- Folha de S. Paulo / O Globo
Brasil tem que conviver com ministro que assina documento sem ler e suspende auxílio à pesquisa
Num governo que fez a opção preferencial pelo folclore radical, Abraham Weintraub é um personagem inesquecível. É legítimo herdeiro do general Aurélio de Lyra Tavares, que há exatos 50 anos governava o Brasil na junta militar que empalmou o poder diante da incapacidade do presidente Costa e Silva. O doutor Weintraub pediu dinheiro ao ministro Paulo Guedes referindo-se à “suspenção” de pagamentos. Dias depois, explicou-se dizendo que assinou a carta de oito páginas sem lê-la.
Em março de 1964, o general Lyra Tavares escreveu ao seu chefe, Humberto Castello Branco, falando em “acessoramento”, numa carta em que meteu também um “encorage”. Como o general acabou seus dias num fardão da Academia Brasileira de Letras o ministro da Educassão tem pouco a temer (quando a ditadura vivia seu período de abrandamento, era comum que panfletos e documentos militares criticassem a “distenção”).
Com Ricardo Salles (Meio Ambiente) e Damares Alves (Mulher, Família e Direitos Humanos), Weintraub compõe o triunvirato folclórico do governo Bolsonaro. Uma cedilha a mais ou a menos não deve ser motivo para condenar uma pessoa. Grave mesmo é que, no dia em que se noticia a suspensão do pagamento de 5.613 bolsas de mestrado e doutorado, o ministro vá para vitrine escrevendo que “tem gente que acredita em Saci Pererê, em Boi Tatá e em Mula sem Cabeça; e tem gente que acredita no Datafolha”. Seu chefe manifestou o mesmo ceticismo em relação a uma pesquisa que mostrou a corrosão de sua popularidade, lembrando que tem gente que acredita em Papai Noel. Tudo bem porque qualquer fantasia é admissível para quem se vê mal numa pesquisa, inclusive a de acreditar no bom velhinho.
Ministro da Educação é outra história, sobretudo num país que precisa de pesquisadores. O Brasil que já conviveu com um ministro do Exército que escreveu “acessoramento” pode conviver com outro, na Educação, que assina sem ler um documento mencionando uma “supenção” de pagamentos.
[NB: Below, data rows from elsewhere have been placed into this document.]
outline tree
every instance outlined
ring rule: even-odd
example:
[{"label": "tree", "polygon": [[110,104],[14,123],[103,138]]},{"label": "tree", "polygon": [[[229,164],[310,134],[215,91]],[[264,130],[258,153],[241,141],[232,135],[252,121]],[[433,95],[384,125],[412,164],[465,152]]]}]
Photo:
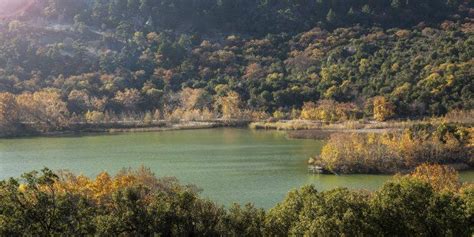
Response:
[{"label": "tree", "polygon": [[367,14],[367,15],[372,14],[372,9],[370,8],[370,5],[365,4],[364,6],[362,6],[362,12]]},{"label": "tree", "polygon": [[331,24],[335,23],[337,20],[336,12],[334,12],[332,9],[329,9],[328,14],[326,15],[326,20]]},{"label": "tree", "polygon": [[400,0],[392,0],[390,6],[394,9],[399,9],[401,7]]},{"label": "tree", "polygon": [[153,221],[161,216],[152,216],[155,213],[149,212],[144,191],[140,187],[117,190],[112,196],[109,212],[95,218],[97,232],[109,236],[152,236],[157,233]]},{"label": "tree", "polygon": [[258,80],[265,77],[265,70],[258,63],[249,64],[245,68],[244,78],[248,80]]},{"label": "tree", "polygon": [[204,89],[184,88],[180,97],[184,110],[209,108],[212,102],[212,97]]},{"label": "tree", "polygon": [[436,193],[419,179],[404,177],[384,184],[370,205],[378,235],[471,235],[460,198]]},{"label": "tree", "polygon": [[91,109],[92,102],[85,90],[72,90],[68,95],[68,109],[71,113],[83,114]]},{"label": "tree", "polygon": [[19,108],[15,95],[0,93],[0,134],[15,132],[19,122]]},{"label": "tree", "polygon": [[456,192],[461,187],[456,170],[445,165],[423,164],[418,166],[411,176],[429,183],[437,192]]},{"label": "tree", "polygon": [[395,107],[385,97],[375,97],[373,103],[375,120],[383,122],[395,115]]},{"label": "tree", "polygon": [[306,120],[319,120],[324,122],[346,121],[356,119],[360,114],[359,109],[352,103],[337,103],[333,100],[320,100],[304,103],[301,118]]},{"label": "tree", "polygon": [[49,169],[0,182],[0,235],[91,235],[94,210],[84,197],[60,193]]},{"label": "tree", "polygon": [[220,97],[217,101],[221,108],[223,119],[239,119],[242,111],[240,109],[240,95],[235,91],[230,91],[227,96]]},{"label": "tree", "polygon": [[252,204],[240,206],[234,204],[224,216],[223,227],[231,236],[263,236],[265,211]]},{"label": "tree", "polygon": [[23,93],[17,97],[20,119],[40,131],[61,129],[68,125],[69,111],[61,95],[54,90]]},{"label": "tree", "polygon": [[95,179],[45,168],[0,181],[1,236],[471,236],[472,185],[437,192],[411,175],[375,192],[304,186],[265,213],[229,209],[150,169]]},{"label": "tree", "polygon": [[118,102],[125,110],[133,111],[137,108],[142,96],[137,89],[125,89],[115,93],[114,100]]},{"label": "tree", "polygon": [[347,189],[317,192],[305,186],[290,192],[266,218],[267,236],[364,236],[374,233],[369,196]]},{"label": "tree", "polygon": [[100,123],[104,122],[105,119],[105,114],[100,111],[87,111],[85,114],[86,121],[88,123]]}]

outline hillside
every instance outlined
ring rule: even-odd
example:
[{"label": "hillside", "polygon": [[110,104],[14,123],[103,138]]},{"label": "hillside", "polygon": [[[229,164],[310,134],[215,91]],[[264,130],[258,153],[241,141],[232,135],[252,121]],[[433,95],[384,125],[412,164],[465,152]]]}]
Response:
[{"label": "hillside", "polygon": [[473,15],[453,0],[36,1],[0,21],[0,120],[469,110]]}]

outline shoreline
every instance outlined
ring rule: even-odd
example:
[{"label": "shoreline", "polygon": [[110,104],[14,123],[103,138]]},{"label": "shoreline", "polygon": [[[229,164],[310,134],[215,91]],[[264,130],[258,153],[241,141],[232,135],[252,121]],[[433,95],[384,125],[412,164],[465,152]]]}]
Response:
[{"label": "shoreline", "polygon": [[334,130],[334,131],[391,131],[409,128],[413,125],[428,124],[459,124],[464,126],[474,126],[470,122],[457,122],[440,119],[423,119],[423,120],[390,120],[385,122],[377,122],[372,120],[358,120],[345,122],[324,122],[315,120],[279,120],[279,121],[258,121],[252,122],[249,126],[257,130],[283,130],[283,131],[310,131],[310,130]]},{"label": "shoreline", "polygon": [[[385,133],[397,132],[413,125],[441,124],[440,120],[392,120],[387,122],[375,121],[347,121],[339,123],[325,123],[310,120],[278,120],[278,121],[249,121],[249,120],[209,120],[209,121],[154,121],[151,124],[142,122],[115,122],[115,123],[77,123],[68,127],[50,132],[38,132],[23,129],[21,132],[9,135],[0,135],[0,139],[28,138],[28,137],[55,137],[87,134],[112,134],[127,132],[161,132],[176,130],[195,130],[212,128],[249,128],[253,130],[277,130],[287,133],[291,139],[328,139],[333,133]],[[447,123],[451,123],[446,121]],[[470,123],[456,123],[473,126]]]},{"label": "shoreline", "polygon": [[70,128],[51,131],[34,132],[28,131],[14,135],[1,135],[0,139],[30,138],[30,137],[61,137],[61,136],[81,136],[94,134],[115,134],[115,133],[133,133],[133,132],[164,132],[179,130],[196,130],[212,128],[240,128],[248,127],[248,121],[192,121],[192,122],[160,122],[150,125],[144,124],[77,124]]},{"label": "shoreline", "polygon": [[[445,165],[445,166],[451,167],[452,169],[454,169],[454,170],[456,170],[457,172],[460,172],[460,173],[474,171],[474,167],[472,167],[472,166],[470,166],[466,163],[457,162],[457,163],[446,163],[446,164],[439,164],[439,165]],[[416,169],[416,167],[415,167],[415,168],[412,168],[412,169],[403,169],[403,170],[398,170],[396,172],[389,172],[389,173],[377,173],[377,172],[336,173],[334,171],[331,171],[331,170],[327,169],[324,166],[311,164],[309,162],[308,162],[307,166],[308,166],[308,173],[310,173],[312,175],[323,174],[323,175],[335,175],[335,176],[345,176],[345,175],[389,175],[389,176],[394,176],[394,175],[399,175],[399,174],[406,175],[406,174],[410,174],[411,172],[413,172]]]}]

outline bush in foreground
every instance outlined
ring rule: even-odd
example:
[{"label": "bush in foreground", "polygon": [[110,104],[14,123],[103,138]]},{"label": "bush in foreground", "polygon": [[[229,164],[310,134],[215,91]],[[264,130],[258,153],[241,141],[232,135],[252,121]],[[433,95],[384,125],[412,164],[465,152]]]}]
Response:
[{"label": "bush in foreground", "polygon": [[[444,172],[439,172],[444,170]],[[434,179],[433,175],[441,176]],[[474,187],[424,166],[380,190],[294,190],[267,213],[127,170],[96,179],[48,169],[0,182],[1,236],[471,236]],[[451,182],[441,182],[443,177]],[[432,182],[429,183],[427,181]]]}]

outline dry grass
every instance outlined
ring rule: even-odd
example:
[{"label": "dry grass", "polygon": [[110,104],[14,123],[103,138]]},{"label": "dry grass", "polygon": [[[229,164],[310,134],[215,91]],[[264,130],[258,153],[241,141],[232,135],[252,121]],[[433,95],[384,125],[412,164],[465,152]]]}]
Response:
[{"label": "dry grass", "polygon": [[309,130],[320,129],[322,123],[308,120],[281,120],[278,122],[254,122],[249,127],[265,130]]},{"label": "dry grass", "polygon": [[380,130],[405,129],[414,125],[457,123],[464,126],[474,124],[474,110],[453,111],[444,117],[425,118],[422,120],[391,120],[377,122],[372,120],[352,120],[337,123],[327,123],[314,120],[279,120],[254,122],[249,125],[252,129],[265,130]]}]

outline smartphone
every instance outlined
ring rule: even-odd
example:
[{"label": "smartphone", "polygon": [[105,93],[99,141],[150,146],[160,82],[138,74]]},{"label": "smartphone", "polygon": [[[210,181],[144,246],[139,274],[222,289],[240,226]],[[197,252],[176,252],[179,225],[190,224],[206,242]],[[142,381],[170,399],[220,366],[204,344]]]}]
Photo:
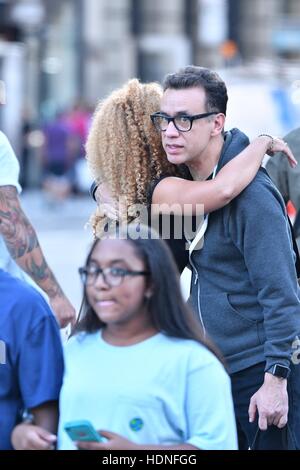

Mais difícil será conviver com um administrador que suspende todas (repetindo, todas) as novas bolsas de mestrado e doutorado do país.
Weintraub poderia abrir o debate do financiamento dessas bolsas, de sua qualidade e dos critérios que as orientam. Também poderia reconhecer a gravidade da suspenção, organizando-se para minorar seus efeitos. Nessa discussão haverá espaço para vida inteligente. É sempre bom lembrar que nos seus 21 anos de duração, a ditadura demitiu, prendeu e exilou cientistas, mas também montou uma sólida base de estímulo à pesquisa. Poucos professores foram tão patrulhados pela esquerda em 1964 quanto o reitor Zeferino Vaz, da Universidade de Brasília. A partir de 1966 ele comandou a organização da Unicamp, que está hoje entre as melhores do país. O campus da universidade leva seu nome. Deve-se a Sérgio Buarque de Holanda a distinção, na política brasileira, entre conservadorismo e atraso. Talvez Zeferino fosse conservador, mas atrasado não era. Weintraub é atrasado, só.
Ele acha que existe um boi chamado Tatá. O Boitatá é uma enorme serpente de fogo que protege as matas. Ricardo Salles e Bolsonaro, por exemplo, sentiram o bafo do Boitatá.
*Elio Gaspari, jornalista, autor de cinco volumes sobre a história do regime militar, entre eles "A Ditadura Encurralada".